Evaluation reproducibility issue and temperature setting
Hello, thank you for your great work.
I'm using the "Unbabel/M-Prometheus-7B" model to evaluate LLM responses via PrometheusEval.absolute_grade(). In order to improve evaluation reproducibility, I set the temperature parameter to a lower value (e.g., between 0 and 0.9). However, when doing so, I frequently encounter the following issue: Retrying failed batches
This seems to happen more often when the temperature is low, and in some cases the evaluation fails entirely.
Could you clarify:
- Whether low temperature values are supported for inference-time deterministic scoring, and if this issue is expected or avoidable.
- Whether there are recommended inference settings (e.g., temperature, top_p, etc.) for stable and reproducible scoring using the model?
Additionally, I noticed that the retry logic for failed batches is capped at a maximum of 10 attempts. When evaluating around 9K Korean samples, 10 retries were not sufficient to complete all requests successfully.
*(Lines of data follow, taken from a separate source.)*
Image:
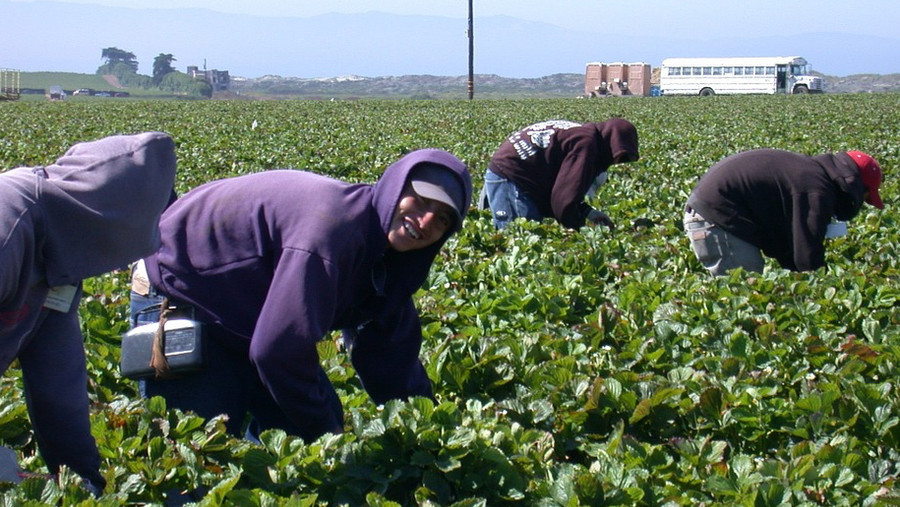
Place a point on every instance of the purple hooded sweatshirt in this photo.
(555, 162)
(281, 258)
(95, 209)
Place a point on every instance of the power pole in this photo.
(471, 55)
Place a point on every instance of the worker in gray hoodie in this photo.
(96, 209)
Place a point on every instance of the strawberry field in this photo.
(589, 367)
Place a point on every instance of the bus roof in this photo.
(734, 61)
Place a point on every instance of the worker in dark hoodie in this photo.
(94, 210)
(776, 203)
(272, 262)
(547, 169)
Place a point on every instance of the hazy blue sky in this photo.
(513, 38)
(666, 18)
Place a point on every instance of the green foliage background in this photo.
(589, 367)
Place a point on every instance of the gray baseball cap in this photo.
(438, 183)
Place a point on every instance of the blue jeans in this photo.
(228, 384)
(720, 251)
(507, 201)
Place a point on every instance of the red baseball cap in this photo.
(871, 176)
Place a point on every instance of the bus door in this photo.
(781, 79)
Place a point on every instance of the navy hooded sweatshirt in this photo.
(555, 162)
(281, 258)
(781, 201)
(94, 210)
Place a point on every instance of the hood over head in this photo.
(101, 203)
(410, 268)
(622, 139)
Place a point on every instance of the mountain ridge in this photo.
(70, 37)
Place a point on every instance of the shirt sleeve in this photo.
(298, 312)
(576, 172)
(55, 378)
(809, 225)
(385, 354)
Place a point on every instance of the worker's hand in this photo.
(597, 217)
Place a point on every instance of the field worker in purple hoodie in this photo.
(547, 169)
(94, 210)
(776, 203)
(273, 262)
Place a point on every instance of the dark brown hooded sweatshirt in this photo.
(555, 162)
(780, 201)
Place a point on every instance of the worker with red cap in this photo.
(776, 203)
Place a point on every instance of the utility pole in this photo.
(471, 55)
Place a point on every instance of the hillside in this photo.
(486, 86)
(414, 86)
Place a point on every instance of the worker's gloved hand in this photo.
(597, 217)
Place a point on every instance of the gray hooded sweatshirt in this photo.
(97, 208)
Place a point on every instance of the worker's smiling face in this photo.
(418, 222)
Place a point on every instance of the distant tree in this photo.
(162, 65)
(115, 56)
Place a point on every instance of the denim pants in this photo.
(228, 384)
(507, 201)
(718, 250)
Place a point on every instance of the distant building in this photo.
(218, 79)
(617, 79)
(9, 84)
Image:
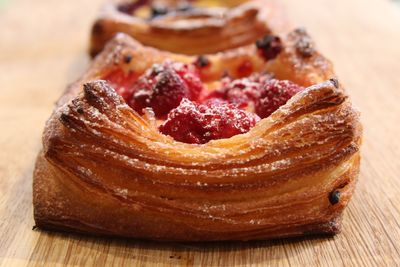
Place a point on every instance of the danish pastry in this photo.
(112, 164)
(188, 28)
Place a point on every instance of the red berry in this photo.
(198, 124)
(163, 86)
(274, 93)
(241, 92)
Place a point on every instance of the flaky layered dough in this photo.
(106, 170)
(194, 31)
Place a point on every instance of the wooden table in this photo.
(43, 46)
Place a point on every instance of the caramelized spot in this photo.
(269, 46)
(245, 69)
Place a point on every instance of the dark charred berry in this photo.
(304, 44)
(161, 91)
(158, 10)
(334, 197)
(198, 124)
(163, 87)
(274, 93)
(245, 69)
(190, 75)
(202, 61)
(269, 46)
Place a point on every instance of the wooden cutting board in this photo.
(43, 46)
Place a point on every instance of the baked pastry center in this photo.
(190, 111)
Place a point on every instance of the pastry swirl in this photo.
(197, 30)
(106, 170)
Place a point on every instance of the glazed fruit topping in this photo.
(199, 123)
(241, 92)
(175, 92)
(269, 46)
(258, 93)
(162, 87)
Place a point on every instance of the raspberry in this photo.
(241, 92)
(274, 93)
(162, 87)
(198, 124)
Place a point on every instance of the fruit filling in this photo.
(190, 112)
(200, 123)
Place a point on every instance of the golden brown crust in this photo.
(105, 170)
(195, 31)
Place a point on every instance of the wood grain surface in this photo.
(43, 46)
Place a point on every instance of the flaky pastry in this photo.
(107, 170)
(188, 29)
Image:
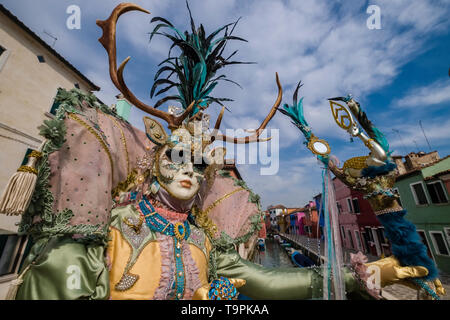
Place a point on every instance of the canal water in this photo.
(274, 256)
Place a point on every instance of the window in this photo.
(25, 158)
(338, 204)
(358, 240)
(55, 104)
(366, 241)
(349, 203)
(447, 234)
(381, 237)
(398, 199)
(352, 245)
(437, 192)
(356, 205)
(11, 247)
(425, 242)
(4, 54)
(369, 233)
(419, 193)
(440, 246)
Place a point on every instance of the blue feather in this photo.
(406, 243)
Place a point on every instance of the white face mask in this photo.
(177, 174)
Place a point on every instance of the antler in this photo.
(108, 40)
(255, 136)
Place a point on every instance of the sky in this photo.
(399, 73)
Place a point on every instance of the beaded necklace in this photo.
(178, 231)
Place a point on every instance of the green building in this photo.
(424, 193)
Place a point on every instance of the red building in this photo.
(360, 229)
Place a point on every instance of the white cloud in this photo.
(326, 44)
(435, 93)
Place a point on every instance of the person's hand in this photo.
(392, 272)
(225, 289)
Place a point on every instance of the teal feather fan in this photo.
(295, 112)
(193, 71)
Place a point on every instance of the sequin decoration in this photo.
(222, 289)
(130, 233)
(126, 282)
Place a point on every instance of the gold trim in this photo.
(27, 169)
(97, 136)
(346, 115)
(35, 154)
(215, 203)
(313, 140)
As a workaround, I modified the retry loop to allow unlimited retries, for example:
# Retry logic with progress bar
retries = 0
while to_retry_inputs:
retries += 1
print(f"Retrying failed batches: Attempt {retries}")
...
I have two follow-up questions here:
- Is there a specific reason why the maximum retry count is limited to 10?
- Would it be safe to use a higher or unlimited retry threshold like above, or could it lead to unintended issues (e.g., hanging processes, resource leaks)?
Thanks again for your support and for providing such a useful evaluation framework!